Why Is Trading So Difficult?

Everyone comes into the world of trading with some type of expectation. Some people see trading as a shortcut to riches while others call it a Gambling Den.

The truth is trading is NOT easy but it’s also NOT “rigged.” Like any worthwhile enterprnuer Journey, trading has a steep learning curve followed by lot of challenges.

Understanding the journey and the problems you will face at each stage can help you align your expectations with reality. Today, we’re going to discuss the different stages of trading and what you should expect at each level. Be honest with yourself about your progress so you can better identify with the corresponding challenges.

At one point or another, everyone who has interactions with the market asks oneself, “Why is trading so hard?”

There are legitimate reasons why trading should be difficult:

  • Markets are highly random.
  • Whatever edge we can find is eroded by competition from smart, well-capitalized traders.
  • Markets are subject to very large shocks that can have devastating effects on unprepared traders.
  • You need to have an idea of what to do before it happens , thinking logically in the moment is difficult . All important decisions should not be made under stress . Know what you will do under a set of circumstances before it happens , be a machine with no prejudice or biases . Fear and anger have no place in trading
  • Even so, it seems like something else is going on, almost like we are our own worst enemies at times. What is it about markets that encourages people to do exactly the wrong thing at the wrong time, and why do many of the behaviors that serve us so well in other situations actually work against us in the market?

Part of the answer lies in the nature of the market itself. What we call “the market” is actually the end result of the interactions of thousands of traders across the gamut of size, holding period, and intent. Each trader is constantly trying to gain an advantage over the others; market behavior is the sum of all of this activity, reflecting both the rational analysis and the psychological reactions of all participants.

This creates an environment that has basically evolved to encourage individual traders to make mistakes.

That is an important point—the market is essentially designed to cause traders to do the wrong thing at the wrong time. The market turns our cognitive tools and psychological quirks against us, making us our own enemy in the marketplace. It is not so much that the market is against us; it is that the market sets us against ourselves.

Trading is hard because sometimes the next 10, 20, 50 or even 100 trades might not net you any money even if you execute your trading perfectly, even with perfect emotional control, you still might not have a profit to show after 50+ trades.

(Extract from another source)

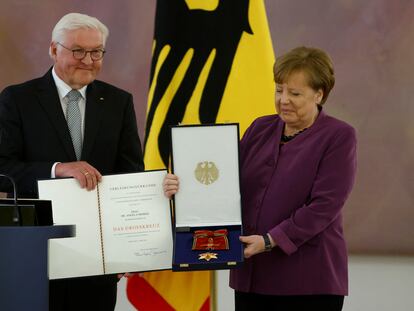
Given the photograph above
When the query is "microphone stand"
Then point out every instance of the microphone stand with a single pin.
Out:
(17, 213)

At the end of the day you have total control of when to enter, but it is the market that decides if that entry will be profitable or not. Sometimes the next 50+ trades will print money at other times you will be lucky to break even.

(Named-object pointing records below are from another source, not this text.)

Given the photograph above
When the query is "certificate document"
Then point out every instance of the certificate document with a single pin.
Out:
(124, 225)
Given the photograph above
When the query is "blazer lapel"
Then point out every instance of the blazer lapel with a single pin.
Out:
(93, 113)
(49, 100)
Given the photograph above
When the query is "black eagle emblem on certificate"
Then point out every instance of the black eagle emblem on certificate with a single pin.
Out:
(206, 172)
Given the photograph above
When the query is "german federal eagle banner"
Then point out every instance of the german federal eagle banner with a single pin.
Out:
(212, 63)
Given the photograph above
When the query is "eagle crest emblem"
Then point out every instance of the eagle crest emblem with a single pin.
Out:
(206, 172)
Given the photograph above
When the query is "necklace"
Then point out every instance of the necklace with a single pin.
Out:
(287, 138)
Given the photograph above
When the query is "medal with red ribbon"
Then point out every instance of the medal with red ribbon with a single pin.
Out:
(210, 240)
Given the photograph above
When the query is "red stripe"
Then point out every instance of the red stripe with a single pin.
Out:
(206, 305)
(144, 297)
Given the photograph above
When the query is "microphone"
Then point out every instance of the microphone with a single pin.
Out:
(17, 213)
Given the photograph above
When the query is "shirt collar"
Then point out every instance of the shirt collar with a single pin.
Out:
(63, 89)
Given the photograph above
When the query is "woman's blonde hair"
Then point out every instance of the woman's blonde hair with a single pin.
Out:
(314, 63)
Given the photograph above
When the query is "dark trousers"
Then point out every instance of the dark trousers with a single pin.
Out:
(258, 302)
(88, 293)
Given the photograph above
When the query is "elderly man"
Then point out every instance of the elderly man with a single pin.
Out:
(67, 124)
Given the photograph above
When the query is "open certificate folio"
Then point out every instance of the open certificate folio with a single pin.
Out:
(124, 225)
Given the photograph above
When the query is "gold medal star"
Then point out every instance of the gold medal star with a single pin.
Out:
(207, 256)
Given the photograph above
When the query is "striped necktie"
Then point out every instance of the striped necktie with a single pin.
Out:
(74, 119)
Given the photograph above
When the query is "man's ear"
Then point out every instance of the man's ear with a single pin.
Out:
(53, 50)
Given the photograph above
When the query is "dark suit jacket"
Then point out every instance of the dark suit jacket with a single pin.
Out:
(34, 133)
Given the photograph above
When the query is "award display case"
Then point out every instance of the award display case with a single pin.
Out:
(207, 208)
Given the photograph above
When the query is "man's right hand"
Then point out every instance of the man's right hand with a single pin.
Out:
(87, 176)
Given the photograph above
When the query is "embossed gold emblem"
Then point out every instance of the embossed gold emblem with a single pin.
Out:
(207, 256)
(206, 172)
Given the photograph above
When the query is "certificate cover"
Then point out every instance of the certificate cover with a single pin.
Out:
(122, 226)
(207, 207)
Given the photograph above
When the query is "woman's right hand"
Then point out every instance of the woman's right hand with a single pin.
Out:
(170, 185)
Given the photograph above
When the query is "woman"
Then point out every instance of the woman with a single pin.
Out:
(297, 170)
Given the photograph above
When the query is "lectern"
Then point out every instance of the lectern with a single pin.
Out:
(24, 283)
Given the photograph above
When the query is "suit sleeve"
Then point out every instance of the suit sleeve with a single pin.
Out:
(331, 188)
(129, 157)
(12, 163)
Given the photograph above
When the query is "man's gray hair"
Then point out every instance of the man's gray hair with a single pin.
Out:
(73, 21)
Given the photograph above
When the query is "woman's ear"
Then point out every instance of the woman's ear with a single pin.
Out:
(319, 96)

As a trader you sometimes live on the extreme negative end of the bell curve for protracted periods of time. And there is nothing you can do about it expect maybe trade smaller.

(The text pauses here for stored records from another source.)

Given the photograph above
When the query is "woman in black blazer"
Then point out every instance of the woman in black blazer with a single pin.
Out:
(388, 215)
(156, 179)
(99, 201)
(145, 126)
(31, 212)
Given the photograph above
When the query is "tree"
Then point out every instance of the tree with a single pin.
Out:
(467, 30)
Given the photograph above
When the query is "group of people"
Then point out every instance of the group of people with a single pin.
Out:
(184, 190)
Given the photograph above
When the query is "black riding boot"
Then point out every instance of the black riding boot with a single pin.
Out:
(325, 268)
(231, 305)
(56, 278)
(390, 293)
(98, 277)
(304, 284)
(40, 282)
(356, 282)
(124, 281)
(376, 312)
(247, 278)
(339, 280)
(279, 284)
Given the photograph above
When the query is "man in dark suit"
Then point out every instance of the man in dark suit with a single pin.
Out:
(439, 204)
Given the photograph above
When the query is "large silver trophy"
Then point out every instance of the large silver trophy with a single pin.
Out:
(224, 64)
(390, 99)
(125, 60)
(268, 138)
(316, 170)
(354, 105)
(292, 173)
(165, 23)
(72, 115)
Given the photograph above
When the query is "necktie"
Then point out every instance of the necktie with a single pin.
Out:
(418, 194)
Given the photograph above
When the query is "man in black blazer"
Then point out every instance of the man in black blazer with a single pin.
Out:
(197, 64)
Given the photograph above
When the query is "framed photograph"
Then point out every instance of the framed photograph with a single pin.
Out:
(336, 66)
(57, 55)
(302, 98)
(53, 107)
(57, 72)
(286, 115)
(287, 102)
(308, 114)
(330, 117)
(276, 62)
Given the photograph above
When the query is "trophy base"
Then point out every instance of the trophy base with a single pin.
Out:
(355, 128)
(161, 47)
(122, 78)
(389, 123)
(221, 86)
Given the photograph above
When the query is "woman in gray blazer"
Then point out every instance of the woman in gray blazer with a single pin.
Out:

Most tradersare trying to predict the future based on the the past and present data sets of information. Then you are making assumptions that what happened in the past, will repeat that pattern over the same time period that happened before. The problem is that the future is unpredictable. You can’t be right all the time and the past does not repeat in the same way all the time. You need to find a process to use the past to be right more than wrong and manage your risk, to be around to be right again. That requires good information, a good process to use that data, discipline and enough money to be wrong. Too many trader do not have enough of each to make it.